Paru le 22 mars aux Éditions Hamac, ce roman est le premier que le trentenaire dévoile depuis L’essoreuse à salade, qui avait d’ailleurs été remarqué dans le paysage littéraire québécois. Entre-temps, il avait également lancé Dans sa tête poussait une plante, son quatrième recueil de poésie.
À reculons se veut bien différent de ses autres projets dans sa forme, mais ceux qui ont lu ses œuvres précédentes y retrouveront le même humour, toujours teinté d’ironie, et sa signature unique.
« Je suis parti de l’idée de faire un jeu littéraire avec ce livre, confie Philippe Chagnon en entrevue avec LE COURRIER. Je suis un grand lecteur de Paul Auster et des Éditions de Minuit et il y a souvent cette idée d’intrigue qui n’est pas une intrigue, avec un jeu de mise en abîme avec le narrateur qui est aussi un écrivain. Ça a été mon point de départ. Je voulais faire un livre avec une intrigue et une mise en abîme littéraire. »
L’histoire suit le narrateur, un écrivain en manque d’inspiration appelé à retourner dans sa ville natale – Saint-Hyacinthe – pour régler un problème familial. Le personnage se trouve rapidement pris dans d’étranges situations malgré lui. Les circonstances le mèneront à l’hôpital, où il croisera une ancienne fréquentation et où il sera témoin de magouilles qui se trament en coulisses. Tout ce qui se déroulera ne fera qu’alimenter l’obsession de l’auteur à créer le texte qu’il souhaite tant coucher sur papier.
Le livre lui-même est présenté dans un format plutôt atypique. Une nouvelle se trouve au début, puis la suite est séparée en deux parties, ponctuées de très courts chapitres. Un choix qui n’a pas été laissé au hasard.
« Je voulais qu’il y ait une intrigue dans l’histoire, mais aussi dans l’objet comme tel », titille l’auteur, en avouant son désir de « faire une sorte d’ellipse avec la nouvelle écrite par le narrateur dans le livre ».
Le lecteur se trouve par la même occasion plongé dans la tête d’un écrivain en plein processus de création. « Finalement, il se dit qu’il pourrait utiliser son histoire et la romancer, raconte Philippe Chagnon. C’est un peu ça qui se passe dans ma tête en tant qu’écrivain quand je cherche des idées de poème ou de texte.
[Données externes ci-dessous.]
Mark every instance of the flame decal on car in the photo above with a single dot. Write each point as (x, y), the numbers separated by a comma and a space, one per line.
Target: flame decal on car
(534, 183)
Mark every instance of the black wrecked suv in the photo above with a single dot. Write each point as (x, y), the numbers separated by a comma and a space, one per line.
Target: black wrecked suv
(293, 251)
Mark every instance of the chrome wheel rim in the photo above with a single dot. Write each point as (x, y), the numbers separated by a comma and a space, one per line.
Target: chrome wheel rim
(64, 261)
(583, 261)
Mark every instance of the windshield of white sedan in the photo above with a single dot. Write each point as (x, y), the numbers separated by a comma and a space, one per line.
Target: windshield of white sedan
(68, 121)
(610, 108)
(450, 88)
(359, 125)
Je trouve quelque chose à utiliser comme point de départ, avec des points d’ancrage. »
Le Maskoutain, établi à Montréal depuis plusieurs années, plonge d’ailleurs dans l’autofiction plus que jamais avec ce roman. « Dans L’essoreuse à salade, la partie d’autofiction était plus cachée et moins présente. Là, elle est un peu plus présente dans le sens où je prends des éléments de ma vie. […] Après, l’histoire a éclaté d’elle-même. Ce n’est pas une autofiction dans le sens où c’est une histoire qui m’est arrivée. J’ai inventé l’intrigue, inventé l’histoire. »
Il reconnaît néanmoins avoir puisé une part de son inspiration au sein de sa famille pour cette nouvelle proposition. « À la base, je voulais écrire un texte qui parlait du décès de mon grand-père, indique-t-il. Mais je me suis rendu compte que ça ne me tentait pas d’aller aussi près des choses comme elles sont arrivées, donc ça a bifurqué et ça a complètement sauté. C’est à force d’écrire et de réécrire que l’histoire s’est formée de cette manière-là. »
Avec À reculons, Philippe Chagnon voit une évolution importante dans son écriture. « C’est un livre qui va m’amener ailleurs dans mon parcours », estime-t-il.
Déjà, il pave la voie à une transition vers un style différent. « J’ai un autre projet en chantier où je me rapproche du roman noir. Ma prochaine étape, ce serait ça. Ce n’est pas un roman policier, mais ce n’est pas loin.
J’y ai touché un peu avec celui-ci, mais le prochain va être un peu plus noir », conclut-il.